Proof: The stability of the hyperbolicity follows from this answer. The conjugation between $f$ and $g$ follows by observing that the zero section $0_{\Lambda}$ is a hyperbolic fixed point o the operator $F:\Gamma^{0}(T_{\Lambda}M)(\epsilon)\to \Gamma^{0}(T_{\Lambda}M)(\epsilon)$ given by $$ F(\gamma)(x):=\exp_{x}^{-1}f\exp_{f^{-1}(x)}\gamma(f^{-1}(x)) $$ where $\epsilon$ is is the injectivity radius of $\exp$.
Now observe that there is a conjugation $h$ between $f$ and $g$ if and only if the section $\gamma(x):=\exp_{x}^{-1}h(x)$ is a fixed point for the operator $$ F^{g}(\gamma)(x):=\exp_{x}^{-1}g\exp_{f^{-1}(x)}\gamma(f^{-1}(x)) $$ so if we take $ g $ sufficiently close to $f$, the $F^g$ operator will be a small perturbation of the operator $F$, so close to the null section should be a fixed point for the operator $F^g$.
Fact 2: There is a filtration for $f$, i.e. a family of manifolds $\{M_{j}\}_{0\leq j\leq N}$ of $0$ codimension such that:
- $M=M_N\supset M_{N-1}\supset M_{N-2}\supset\cdots \supset M_{0}=\varnothing$
- $f(M_i)\subset int(M_i)$
- $\Lambda_j\subset int(M_i\setminus M_{i-1})$ and $\Lambda_j=\bigcap_{n\in\mathbb{Z}}f^{n}(M_i\setminus M_{i-1}).$
So given this filtration and using the fact 1, isolating neighborhoods $U_{i}= M_{j}\setminus M_{j-1}$, and a neighborhood of $f$, $\mathcal{N}$ s.t for $g\in \mathcal{N}$ we have:
- Each of the $U_{i}=M_{j}\setminus M_{j-1}$ is a isolating neighborhood for $\Lambda_{j}^{g}:=\bigcap_{n\in\mathbb{Z}}g^{n}(M_i\setminus M_{i-1})$
- There is $h_{j}:\Lambda_{j}^{f}\to \Lambda_{j}^{g}$ that is a conjugacy
- $g(M_{j})\subset int(M_{j})$
So we define $h:\bigcup_{j=1}^{N}\Lambda_{j}^{f}\to \bigcup_{j=1}^{N}\Lambda_{j}^{g}$, by $h|\Lambda_{j}^f=h_j$. This gives a conjugacy on these sets.
Fact3: $\mathcal{R}(g)=\bigcup_{j=1}^{N}\Lambda_{j}^{g}$
This is a simple exercise using the Conley Theorem: Conley Theorem (or fundamental theorem of dynamical systems)

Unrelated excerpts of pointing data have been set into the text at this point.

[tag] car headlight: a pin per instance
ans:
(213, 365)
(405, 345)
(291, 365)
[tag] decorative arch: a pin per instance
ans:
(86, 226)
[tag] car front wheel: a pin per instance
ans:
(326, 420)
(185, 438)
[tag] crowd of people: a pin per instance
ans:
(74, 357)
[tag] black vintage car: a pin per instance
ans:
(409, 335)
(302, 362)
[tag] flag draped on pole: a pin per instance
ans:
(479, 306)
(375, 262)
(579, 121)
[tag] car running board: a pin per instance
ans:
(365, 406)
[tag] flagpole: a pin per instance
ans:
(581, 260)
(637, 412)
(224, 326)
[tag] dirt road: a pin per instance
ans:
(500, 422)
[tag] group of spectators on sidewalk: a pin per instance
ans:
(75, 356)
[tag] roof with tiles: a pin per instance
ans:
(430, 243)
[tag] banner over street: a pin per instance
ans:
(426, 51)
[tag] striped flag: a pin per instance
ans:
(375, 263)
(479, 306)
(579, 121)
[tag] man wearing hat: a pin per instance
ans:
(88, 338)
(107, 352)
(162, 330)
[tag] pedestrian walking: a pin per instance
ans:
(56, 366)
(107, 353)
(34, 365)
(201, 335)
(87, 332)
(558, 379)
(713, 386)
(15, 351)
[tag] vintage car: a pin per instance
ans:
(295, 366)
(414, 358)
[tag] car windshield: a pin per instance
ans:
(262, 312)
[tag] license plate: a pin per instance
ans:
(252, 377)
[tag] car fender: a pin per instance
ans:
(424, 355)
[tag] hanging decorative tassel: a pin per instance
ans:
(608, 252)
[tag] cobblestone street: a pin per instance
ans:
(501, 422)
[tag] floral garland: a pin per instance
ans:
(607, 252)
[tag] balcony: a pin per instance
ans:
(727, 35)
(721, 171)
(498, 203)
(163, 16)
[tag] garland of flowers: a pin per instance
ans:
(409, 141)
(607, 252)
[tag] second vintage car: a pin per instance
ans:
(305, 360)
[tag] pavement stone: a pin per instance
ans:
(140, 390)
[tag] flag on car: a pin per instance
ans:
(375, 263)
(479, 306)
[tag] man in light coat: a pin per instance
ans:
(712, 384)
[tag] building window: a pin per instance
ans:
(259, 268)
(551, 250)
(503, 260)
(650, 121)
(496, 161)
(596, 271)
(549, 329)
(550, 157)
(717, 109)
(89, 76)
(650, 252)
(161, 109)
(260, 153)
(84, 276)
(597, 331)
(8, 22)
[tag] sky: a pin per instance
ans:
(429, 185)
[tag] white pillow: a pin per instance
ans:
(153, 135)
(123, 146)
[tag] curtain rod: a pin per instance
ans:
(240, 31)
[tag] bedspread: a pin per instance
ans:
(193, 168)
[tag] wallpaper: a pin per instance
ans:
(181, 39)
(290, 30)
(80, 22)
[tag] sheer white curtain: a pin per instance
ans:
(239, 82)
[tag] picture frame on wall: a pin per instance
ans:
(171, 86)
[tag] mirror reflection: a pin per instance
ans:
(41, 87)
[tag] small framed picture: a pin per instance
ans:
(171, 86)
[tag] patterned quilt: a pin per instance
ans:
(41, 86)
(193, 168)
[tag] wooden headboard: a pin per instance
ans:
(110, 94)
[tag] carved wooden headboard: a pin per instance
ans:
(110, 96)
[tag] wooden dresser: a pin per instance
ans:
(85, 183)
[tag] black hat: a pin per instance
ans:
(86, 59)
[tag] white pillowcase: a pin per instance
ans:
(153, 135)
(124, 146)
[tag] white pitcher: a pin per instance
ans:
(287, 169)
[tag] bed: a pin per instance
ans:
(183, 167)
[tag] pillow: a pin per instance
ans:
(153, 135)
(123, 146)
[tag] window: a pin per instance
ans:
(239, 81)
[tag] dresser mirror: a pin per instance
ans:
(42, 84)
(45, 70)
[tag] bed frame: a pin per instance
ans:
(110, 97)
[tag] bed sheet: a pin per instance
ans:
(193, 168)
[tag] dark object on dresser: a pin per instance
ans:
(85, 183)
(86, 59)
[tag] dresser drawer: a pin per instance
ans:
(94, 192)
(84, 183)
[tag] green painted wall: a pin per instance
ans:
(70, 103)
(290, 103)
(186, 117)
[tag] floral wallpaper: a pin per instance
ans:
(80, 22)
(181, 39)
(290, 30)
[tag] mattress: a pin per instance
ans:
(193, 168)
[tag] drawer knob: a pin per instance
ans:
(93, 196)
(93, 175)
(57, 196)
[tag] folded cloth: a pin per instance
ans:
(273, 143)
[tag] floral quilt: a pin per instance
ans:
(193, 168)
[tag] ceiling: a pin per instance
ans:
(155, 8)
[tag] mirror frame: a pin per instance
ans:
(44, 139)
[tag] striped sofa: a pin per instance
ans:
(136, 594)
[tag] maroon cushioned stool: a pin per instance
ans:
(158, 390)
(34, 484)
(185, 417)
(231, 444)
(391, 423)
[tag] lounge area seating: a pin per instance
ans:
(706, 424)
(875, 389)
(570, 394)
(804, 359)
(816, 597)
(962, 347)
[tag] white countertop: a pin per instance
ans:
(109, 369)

My question: In order to demonstrate the fact 2, Robinson uses the following argument. There is only a finite number of classes by recurrence chains that currently match the basic sets of $f$ (this follows from the Spectral theorem): see Relationship between basic sets and attractors. It follows from the no cycle property that each pairs $\Lambda_{j}$ and $\Lambda_{k}$ can be put in different attracting-repelling pairs so the Liapunov function $L:M\to \mathbb{R}$ has different values on each of the $\Lambda_j$. So $L$ can be modified so that $L(\Lambda_j)=j$. Using this modified function, we define $$ M_j=L^{-1}(-\infty,j+\frac{1}{2}] $$ So my questions is how to modify the Liapunov function $L$ in order to have the above properties?